Pemerintah Provinsi (Pemprov) Aceh mengatakan, perkebunan sawit rakyat memiliki peranan yang strategis dalam meningkatkan kesejahteraan masyarakat perdesaan.
Karena itu, Asisten Perekonomian dan Pembangunan Sekda Aceh, Mawardi menekankan, perlunya peningkatan kemitraan demi meningkatkan produksi dan kualitas sawit rakyat melalui penerapan praktik pertanian yang berkelanjutan dan ramah lingkungan.
“Salah satu hal yang dapat menunjang perkembangan kelapa sawit adalah dengan menggalang kemitraan dengan berbagai pihak terkait,” kata Mawardi, dikutip dalam siaran resminya, Rabu (8/5).
Hal ini dia sampaikan saat membacakan sambutan Pj Gubernur Aceh Bustami Hamzah dalam pelatihan penguatan kemitraan dan kelembagaan perkebunan sawit rakyat Provinsi Aceh oleh Asosiasi Petani Kelapa Sawit Indonesia (Apkasindo) di Banda Aceh, Selasa (7/5).
Mawardi mengatakan, melalui kemitraan petani diharapkan dapat meningkatkan akses terhadap permodalan, teknologi, dan pasar, sehingga mampu meningkatkan produktivitas dan kualitas hasil sawit.
Kemitraan juga, sambung dia, memungkinkan adopsi praktik pertanian berkelanjutan dan ramah lingkungan, serta memperkuat posisi tawar petani dalam bernegosiasi dengan pihak-pihak lainnya.
Oleh karena itu, Pemerintah Aceh mendukung upaya yang telah dilakukan oleh Apkasindo Aceh dalam memperkuat kemitraan dan kelembagaan perkebunan sawit rakyat.
“Kemitraan ekonomi antara petani sawit dan pihak-pihak terkait, seperti industri pengolahan, dan perdagangan merupakan landasan utama dalam menciptakan ekosistem yang sehat bagi pengembangan perkebunan sawit yang berkelanjutan,” imbuh dia.
Mawardi menyampaikan beberapa hal yang penting bagi keberlangsungan perkebunan sawit rakyat di Aceh.

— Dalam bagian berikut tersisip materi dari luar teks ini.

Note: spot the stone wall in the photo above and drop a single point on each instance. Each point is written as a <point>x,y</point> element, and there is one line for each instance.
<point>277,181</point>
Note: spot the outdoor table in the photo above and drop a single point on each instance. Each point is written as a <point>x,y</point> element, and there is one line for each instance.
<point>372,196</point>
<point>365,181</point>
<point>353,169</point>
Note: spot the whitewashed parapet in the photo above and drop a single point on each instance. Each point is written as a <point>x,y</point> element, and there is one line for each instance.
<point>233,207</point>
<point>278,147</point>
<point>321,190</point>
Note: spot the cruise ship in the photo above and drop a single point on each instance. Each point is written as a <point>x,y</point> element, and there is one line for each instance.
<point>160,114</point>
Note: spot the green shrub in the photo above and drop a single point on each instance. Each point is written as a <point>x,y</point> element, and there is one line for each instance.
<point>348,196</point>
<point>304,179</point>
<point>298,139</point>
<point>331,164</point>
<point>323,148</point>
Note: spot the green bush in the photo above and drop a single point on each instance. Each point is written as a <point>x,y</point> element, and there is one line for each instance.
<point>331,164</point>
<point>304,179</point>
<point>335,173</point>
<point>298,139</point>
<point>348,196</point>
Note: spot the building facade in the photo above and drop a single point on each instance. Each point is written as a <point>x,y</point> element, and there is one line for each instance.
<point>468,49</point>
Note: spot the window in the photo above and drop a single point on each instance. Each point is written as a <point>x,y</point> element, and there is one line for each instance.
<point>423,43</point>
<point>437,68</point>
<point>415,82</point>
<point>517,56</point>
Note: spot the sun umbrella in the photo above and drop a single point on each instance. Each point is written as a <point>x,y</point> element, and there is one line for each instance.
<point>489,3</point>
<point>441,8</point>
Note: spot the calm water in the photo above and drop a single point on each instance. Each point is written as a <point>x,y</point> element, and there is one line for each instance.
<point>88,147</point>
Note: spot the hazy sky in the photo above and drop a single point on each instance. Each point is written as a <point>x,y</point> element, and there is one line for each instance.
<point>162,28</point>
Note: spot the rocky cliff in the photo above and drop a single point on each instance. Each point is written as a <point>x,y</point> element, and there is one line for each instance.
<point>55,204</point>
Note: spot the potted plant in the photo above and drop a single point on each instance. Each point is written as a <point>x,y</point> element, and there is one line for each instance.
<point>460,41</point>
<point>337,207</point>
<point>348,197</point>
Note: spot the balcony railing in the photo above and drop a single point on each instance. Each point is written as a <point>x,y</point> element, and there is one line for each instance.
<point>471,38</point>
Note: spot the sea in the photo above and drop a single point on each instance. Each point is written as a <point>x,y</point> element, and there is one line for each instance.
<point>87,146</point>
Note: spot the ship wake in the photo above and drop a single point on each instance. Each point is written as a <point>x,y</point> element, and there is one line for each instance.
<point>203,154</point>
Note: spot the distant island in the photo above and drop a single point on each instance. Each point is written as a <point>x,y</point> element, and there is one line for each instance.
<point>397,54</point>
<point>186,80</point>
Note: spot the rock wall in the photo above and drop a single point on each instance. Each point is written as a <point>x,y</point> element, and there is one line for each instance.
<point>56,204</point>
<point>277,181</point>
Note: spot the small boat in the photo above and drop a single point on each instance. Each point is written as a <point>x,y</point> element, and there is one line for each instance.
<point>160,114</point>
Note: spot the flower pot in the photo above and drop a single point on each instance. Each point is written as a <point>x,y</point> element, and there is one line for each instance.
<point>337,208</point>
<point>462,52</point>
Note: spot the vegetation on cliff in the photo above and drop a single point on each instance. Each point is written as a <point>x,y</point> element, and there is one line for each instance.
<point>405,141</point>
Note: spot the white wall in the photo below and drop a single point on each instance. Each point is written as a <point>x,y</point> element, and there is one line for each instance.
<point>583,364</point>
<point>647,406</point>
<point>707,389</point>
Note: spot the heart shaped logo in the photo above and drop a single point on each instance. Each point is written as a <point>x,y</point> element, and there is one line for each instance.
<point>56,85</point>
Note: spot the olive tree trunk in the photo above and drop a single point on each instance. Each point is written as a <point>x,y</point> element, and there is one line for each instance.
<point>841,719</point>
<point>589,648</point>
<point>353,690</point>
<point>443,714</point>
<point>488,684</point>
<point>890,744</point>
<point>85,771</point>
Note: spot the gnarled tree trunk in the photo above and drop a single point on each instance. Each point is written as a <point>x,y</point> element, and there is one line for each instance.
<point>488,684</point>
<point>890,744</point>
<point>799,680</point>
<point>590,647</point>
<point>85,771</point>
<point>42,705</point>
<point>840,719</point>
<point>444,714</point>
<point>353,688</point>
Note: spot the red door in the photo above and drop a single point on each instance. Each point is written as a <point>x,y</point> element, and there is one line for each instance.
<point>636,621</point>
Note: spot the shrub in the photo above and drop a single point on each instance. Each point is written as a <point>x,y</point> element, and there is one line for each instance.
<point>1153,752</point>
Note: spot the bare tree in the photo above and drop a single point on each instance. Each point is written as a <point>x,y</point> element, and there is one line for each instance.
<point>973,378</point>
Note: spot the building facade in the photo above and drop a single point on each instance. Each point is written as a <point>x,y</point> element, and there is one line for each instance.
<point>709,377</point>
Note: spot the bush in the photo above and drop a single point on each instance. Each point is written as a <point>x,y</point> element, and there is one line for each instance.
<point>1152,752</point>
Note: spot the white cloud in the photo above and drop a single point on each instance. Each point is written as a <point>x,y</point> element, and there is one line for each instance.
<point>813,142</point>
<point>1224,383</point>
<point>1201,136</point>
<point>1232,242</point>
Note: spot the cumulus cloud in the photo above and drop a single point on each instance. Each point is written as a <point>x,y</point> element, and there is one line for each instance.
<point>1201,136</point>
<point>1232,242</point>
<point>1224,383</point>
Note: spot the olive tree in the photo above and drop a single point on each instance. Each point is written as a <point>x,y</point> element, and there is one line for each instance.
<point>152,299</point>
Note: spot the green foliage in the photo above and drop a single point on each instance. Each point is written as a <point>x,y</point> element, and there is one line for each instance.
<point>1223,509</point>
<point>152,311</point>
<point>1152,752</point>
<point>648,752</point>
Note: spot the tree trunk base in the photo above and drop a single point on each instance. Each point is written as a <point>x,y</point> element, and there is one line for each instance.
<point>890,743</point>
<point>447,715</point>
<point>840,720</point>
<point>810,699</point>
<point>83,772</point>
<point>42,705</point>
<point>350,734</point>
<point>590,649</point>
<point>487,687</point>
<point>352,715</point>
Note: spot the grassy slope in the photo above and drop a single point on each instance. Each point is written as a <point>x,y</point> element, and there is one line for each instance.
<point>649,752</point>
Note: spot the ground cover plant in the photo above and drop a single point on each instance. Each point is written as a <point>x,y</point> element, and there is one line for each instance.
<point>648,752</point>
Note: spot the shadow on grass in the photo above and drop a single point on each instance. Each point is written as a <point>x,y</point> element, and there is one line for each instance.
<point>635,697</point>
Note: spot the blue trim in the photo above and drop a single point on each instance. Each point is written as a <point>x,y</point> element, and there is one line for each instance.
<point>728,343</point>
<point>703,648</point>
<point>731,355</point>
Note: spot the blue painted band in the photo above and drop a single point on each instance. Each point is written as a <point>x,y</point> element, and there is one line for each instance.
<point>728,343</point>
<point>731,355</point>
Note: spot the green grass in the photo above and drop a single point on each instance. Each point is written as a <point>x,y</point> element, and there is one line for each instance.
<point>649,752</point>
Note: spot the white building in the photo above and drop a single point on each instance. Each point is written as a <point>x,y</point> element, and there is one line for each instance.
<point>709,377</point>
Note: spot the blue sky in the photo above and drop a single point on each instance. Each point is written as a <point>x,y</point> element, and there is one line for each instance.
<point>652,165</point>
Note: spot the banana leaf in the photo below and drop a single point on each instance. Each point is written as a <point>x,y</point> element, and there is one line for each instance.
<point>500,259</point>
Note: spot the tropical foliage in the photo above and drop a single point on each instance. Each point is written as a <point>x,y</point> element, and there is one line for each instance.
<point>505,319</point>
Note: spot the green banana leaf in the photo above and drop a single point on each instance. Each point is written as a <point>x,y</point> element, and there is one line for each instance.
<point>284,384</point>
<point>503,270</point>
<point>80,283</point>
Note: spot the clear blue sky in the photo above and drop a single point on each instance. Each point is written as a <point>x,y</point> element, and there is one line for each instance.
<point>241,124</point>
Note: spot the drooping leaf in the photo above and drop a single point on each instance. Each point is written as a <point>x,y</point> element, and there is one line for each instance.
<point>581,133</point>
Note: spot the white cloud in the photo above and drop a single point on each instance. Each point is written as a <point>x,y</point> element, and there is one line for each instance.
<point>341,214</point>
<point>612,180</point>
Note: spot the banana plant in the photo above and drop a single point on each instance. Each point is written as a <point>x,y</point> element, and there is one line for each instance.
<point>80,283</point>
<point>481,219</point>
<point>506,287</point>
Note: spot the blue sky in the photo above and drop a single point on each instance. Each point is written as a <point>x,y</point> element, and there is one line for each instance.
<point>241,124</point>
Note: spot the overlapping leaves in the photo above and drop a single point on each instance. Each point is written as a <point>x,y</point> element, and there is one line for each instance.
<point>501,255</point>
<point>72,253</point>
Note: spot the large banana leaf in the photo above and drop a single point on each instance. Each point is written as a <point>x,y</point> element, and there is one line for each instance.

Pertama, pentingnya kolaborasi antara pemerintah, industri dan masyarakat petani dalam mengembangkan perkebunan sawit yang berkelanjutan secara ekonomi, sosial dan lingkungan.
Kedua, perlunya peningkatan kualitas dan produktivitas perkebunan sawit rakyat melalui penerapan praktik pertanian yang berkelanjutan dan ramah lingkungan.
Ketiga, pentingnya pemberdayaan masyarakat petani sawit melalui pembentukan kelompok tani dan koperasi sebagai wadah untuk bermitra dan bersama-sama mengatasi berbagai tantangan yang dihadapi.
Keempat, perlunya dukungan dari berbagai pihak, termasuk pemerintah, industri, dan lembaga keuangan, dalam penyediaan akses modal, teknologi dan pelatihan bagi petani sawit rakyat.